Keywords: prevalence, incidence, Europe, Asia, the American continents, COVID-19, SARS-CoV-2, epidemiological

1. Introduction

The outbreak with the new coronavirus (COVID-19) caused by severe acute respiratory syndrome (SARS-CoV-2) has led to a ‘global pandemic’ due to its unprecedented speed of spreading worldwide. Since patient zero that was reported back in mid-November, over ten million people from two hundred and sixteen territories were identified as SARS-CoV-2-infected patients [1].

Significant discoveries have been made in this context during these last nine months. During this period, the clinical panel has been established [2,3,4,5,6,7,8,9]. However, the early studies have also revealed a low [3,4,5,10], up to medium [6,7,8,9] incidence of gastrointestinal deficiencies. The most common symptom was diarrhea [11,12,13,14], which suggests a potential route of action of COVID-19 at the level of the digestive tract.

Unfortunately, until the 10th of July 2020, more than half a million people have died, predisposition being higher in people suffering from chronic diseases and, especially elderly [15]. However, the number of people confirmed positive varies due to finite capacities in epidemiological surveillance between countries.

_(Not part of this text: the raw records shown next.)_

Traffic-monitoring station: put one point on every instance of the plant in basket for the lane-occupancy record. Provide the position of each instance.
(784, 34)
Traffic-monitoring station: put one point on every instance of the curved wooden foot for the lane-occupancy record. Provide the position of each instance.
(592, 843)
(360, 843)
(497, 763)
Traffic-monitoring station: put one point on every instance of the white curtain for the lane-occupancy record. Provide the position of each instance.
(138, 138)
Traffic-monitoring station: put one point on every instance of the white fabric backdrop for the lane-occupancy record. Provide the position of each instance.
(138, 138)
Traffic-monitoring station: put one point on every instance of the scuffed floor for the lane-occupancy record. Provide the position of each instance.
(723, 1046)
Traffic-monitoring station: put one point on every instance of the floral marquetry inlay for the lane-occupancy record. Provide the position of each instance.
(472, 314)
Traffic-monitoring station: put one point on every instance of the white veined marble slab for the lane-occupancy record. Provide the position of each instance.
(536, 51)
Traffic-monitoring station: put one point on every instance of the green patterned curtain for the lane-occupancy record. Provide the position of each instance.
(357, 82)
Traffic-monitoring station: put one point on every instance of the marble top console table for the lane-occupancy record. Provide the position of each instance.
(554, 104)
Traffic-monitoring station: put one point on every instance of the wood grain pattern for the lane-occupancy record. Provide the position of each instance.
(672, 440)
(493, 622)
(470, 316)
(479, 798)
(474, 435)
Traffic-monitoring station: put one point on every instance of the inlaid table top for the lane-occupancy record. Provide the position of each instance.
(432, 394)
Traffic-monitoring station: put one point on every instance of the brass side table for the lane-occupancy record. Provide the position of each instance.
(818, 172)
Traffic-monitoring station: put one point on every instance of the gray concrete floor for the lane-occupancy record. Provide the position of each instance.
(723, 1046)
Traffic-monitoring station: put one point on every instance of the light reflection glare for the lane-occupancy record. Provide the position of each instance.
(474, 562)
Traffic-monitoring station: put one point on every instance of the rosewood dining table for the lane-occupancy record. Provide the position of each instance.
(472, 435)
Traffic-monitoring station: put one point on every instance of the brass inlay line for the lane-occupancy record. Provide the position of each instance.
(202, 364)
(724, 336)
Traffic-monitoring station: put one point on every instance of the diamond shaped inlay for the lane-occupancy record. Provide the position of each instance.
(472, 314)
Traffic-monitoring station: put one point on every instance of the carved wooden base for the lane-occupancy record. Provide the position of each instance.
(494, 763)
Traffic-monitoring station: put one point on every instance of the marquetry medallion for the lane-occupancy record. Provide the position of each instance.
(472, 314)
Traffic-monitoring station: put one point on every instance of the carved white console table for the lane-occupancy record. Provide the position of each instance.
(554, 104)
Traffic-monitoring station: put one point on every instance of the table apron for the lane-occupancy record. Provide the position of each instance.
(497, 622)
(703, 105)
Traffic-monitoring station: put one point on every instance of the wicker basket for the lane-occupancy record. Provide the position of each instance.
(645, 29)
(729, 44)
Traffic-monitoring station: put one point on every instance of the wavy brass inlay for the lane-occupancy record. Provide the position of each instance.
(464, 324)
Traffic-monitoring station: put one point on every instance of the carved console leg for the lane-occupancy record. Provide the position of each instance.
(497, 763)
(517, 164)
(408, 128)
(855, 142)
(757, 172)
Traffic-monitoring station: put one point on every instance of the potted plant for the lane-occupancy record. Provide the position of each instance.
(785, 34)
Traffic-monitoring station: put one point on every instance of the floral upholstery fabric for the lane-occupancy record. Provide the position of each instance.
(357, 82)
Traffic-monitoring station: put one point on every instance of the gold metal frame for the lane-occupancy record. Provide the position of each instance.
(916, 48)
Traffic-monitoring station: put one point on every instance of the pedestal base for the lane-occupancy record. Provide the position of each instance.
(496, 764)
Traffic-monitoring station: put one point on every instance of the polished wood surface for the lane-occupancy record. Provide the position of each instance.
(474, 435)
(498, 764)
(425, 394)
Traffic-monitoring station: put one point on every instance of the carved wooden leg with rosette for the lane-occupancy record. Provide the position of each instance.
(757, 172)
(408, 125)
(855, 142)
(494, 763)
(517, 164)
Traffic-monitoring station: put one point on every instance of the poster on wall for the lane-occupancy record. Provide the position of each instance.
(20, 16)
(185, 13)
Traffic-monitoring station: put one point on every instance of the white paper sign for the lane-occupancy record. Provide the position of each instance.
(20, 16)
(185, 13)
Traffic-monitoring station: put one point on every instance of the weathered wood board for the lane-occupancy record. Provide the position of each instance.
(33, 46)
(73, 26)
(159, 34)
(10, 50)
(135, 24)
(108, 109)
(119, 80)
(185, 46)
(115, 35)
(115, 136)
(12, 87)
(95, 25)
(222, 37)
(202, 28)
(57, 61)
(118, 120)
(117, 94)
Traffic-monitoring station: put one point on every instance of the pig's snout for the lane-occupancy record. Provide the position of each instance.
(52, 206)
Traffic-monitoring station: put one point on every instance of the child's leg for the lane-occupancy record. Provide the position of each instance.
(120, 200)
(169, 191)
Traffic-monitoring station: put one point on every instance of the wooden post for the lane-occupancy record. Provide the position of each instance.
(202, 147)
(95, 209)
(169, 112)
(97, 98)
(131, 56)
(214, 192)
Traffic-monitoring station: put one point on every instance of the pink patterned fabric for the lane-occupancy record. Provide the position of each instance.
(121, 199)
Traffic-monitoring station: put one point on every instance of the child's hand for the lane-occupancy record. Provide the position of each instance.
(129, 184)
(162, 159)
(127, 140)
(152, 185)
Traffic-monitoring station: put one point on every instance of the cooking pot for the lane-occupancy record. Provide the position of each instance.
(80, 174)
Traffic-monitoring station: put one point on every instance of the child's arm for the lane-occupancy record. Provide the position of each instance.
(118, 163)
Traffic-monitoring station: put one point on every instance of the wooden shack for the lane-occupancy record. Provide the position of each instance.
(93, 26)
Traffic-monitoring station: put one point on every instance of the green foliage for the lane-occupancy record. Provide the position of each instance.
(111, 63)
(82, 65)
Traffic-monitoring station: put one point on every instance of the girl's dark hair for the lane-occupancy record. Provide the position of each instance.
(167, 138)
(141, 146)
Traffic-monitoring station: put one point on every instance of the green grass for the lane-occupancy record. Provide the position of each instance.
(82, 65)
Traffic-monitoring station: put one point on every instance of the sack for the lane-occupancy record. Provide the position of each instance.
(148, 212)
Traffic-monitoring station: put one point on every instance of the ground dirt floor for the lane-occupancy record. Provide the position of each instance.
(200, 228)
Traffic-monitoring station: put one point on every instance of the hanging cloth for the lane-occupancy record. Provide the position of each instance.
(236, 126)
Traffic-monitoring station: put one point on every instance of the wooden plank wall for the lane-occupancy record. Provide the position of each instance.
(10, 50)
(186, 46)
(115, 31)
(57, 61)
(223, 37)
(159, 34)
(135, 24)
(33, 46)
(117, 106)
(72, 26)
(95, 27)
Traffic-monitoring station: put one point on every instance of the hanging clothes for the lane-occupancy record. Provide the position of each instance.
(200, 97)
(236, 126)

It can be said without a shadow of a doubt, that this member of the zoonotic coronavirus family has spread over the entire world until the present day. Given that scientists are in a fight against the clock, the need for a sustainable and reliable strategy for planning health infrastructure to control the spread is crucial. This need is all the more imperative as there is no SARS-CoV-2 treatment/vaccine [15].

Modeling daily cases are pivotal for management and future directions. Estimating COVID-19 possible evolution or regression through mathematical and statistical models is groundbreaking to determine short and long-term case estimates. Such approaches are viable not only to predict the COVID-19 spreading course, but also to allocate the resources necessary to restrict the virus spreading [15].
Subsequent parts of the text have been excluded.